Later in the day, Archambault and Mission Specialists Patrick
Forrester and Steven Swanson will use the shuttle robot arm and the
50-foot long Orbiter Boom Sensor System to conduct a late
inspection of the thermal protection system.
The crew will spend Wednesday preparing for landing. Atlantis'
first landing opportunity is at 1354 EDT Thursday at Florida's
Kennedy Space Center -- bringing an end to what had been a
problematic visit to the ISS.
While the crew was able to successfully continue the on-orbit
construction of the station, with the installation of the Starboard
3 and 4 (S3/S4) truss segment, the mission will likely be
remembered most for the series of problems experienced during the
shuttle's stay at the station.
As ANN reported, a number of
Russian computers failed onboard the station last week, shortly
after spacewalkers connected power from a new solar array.

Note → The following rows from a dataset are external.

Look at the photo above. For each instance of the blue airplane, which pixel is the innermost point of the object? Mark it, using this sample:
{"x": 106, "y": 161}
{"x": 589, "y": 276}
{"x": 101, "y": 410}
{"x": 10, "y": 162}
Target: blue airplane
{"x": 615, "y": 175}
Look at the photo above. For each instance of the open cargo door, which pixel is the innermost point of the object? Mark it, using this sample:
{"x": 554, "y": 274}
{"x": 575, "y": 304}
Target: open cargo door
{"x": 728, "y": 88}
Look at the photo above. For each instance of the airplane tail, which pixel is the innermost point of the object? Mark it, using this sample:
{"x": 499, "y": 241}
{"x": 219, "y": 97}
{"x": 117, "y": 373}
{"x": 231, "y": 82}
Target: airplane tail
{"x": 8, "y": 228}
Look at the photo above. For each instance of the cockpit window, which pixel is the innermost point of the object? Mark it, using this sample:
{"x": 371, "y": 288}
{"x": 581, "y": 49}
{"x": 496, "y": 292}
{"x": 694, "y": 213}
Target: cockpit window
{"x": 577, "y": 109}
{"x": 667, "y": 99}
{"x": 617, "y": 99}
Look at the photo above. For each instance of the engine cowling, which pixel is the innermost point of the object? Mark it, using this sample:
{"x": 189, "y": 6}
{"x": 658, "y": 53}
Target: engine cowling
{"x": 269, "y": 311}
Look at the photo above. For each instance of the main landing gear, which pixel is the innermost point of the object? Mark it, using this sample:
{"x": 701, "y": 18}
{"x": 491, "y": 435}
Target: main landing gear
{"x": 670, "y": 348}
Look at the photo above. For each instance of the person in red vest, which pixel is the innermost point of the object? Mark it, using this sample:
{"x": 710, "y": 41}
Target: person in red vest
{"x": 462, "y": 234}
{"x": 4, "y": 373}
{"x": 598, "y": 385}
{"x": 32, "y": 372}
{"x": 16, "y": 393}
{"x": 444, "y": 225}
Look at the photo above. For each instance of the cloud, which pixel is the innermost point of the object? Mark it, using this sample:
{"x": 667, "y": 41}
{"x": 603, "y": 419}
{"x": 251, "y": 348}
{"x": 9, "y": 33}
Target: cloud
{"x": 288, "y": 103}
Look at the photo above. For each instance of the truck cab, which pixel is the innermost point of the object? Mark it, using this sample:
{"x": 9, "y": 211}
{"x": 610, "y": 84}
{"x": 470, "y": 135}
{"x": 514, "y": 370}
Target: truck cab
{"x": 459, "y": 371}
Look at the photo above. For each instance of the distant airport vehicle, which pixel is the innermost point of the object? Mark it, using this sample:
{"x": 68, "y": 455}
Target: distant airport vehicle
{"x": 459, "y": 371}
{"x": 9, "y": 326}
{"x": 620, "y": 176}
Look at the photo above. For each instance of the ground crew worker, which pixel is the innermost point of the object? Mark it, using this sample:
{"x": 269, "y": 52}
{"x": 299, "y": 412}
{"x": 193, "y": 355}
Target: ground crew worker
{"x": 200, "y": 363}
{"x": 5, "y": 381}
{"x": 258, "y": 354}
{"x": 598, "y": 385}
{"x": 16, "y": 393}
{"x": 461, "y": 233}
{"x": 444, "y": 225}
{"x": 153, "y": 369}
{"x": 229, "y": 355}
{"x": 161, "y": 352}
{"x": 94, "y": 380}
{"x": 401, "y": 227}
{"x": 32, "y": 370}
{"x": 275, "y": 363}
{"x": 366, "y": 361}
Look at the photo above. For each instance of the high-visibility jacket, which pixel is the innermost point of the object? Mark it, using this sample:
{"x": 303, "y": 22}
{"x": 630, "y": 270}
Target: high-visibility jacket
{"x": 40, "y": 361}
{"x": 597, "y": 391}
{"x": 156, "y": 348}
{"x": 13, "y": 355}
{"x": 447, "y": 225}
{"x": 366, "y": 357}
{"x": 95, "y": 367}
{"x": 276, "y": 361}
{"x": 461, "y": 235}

Those
computers control the station's orientation in orbit, as well as
oxygen production onboard the ISS.
After some tense moments -- including talk of the possibility of
abandoning the station -- Russian engineers Fyodor Yurchikhin and
Oleg Kotov were able to restore functionality Friday, after the
problem was traced to a faulty secondary power switch.
Atlantis was originally scheduled to return Tuesday, but NASA
extended the shuttle's mission by two days to provide an additional
margin of safety for the ISS crew during the computer snafu. The
extra time also allowed a fourth spacewalk to the mission, so
astronauts could repair a torn thermal blanket atop the orbiter's
port orbital maneuvering pod.
STS-117 also delivered a new station crew member, Flight
Engineer Clayton Anderson. He replaced astronaut Suni Williams, who
is the new record holder for a long-duration single spaceflight for
a woman. She arrived at the station in December with STS-116, and
is riding back from orbit onboard Atlantis.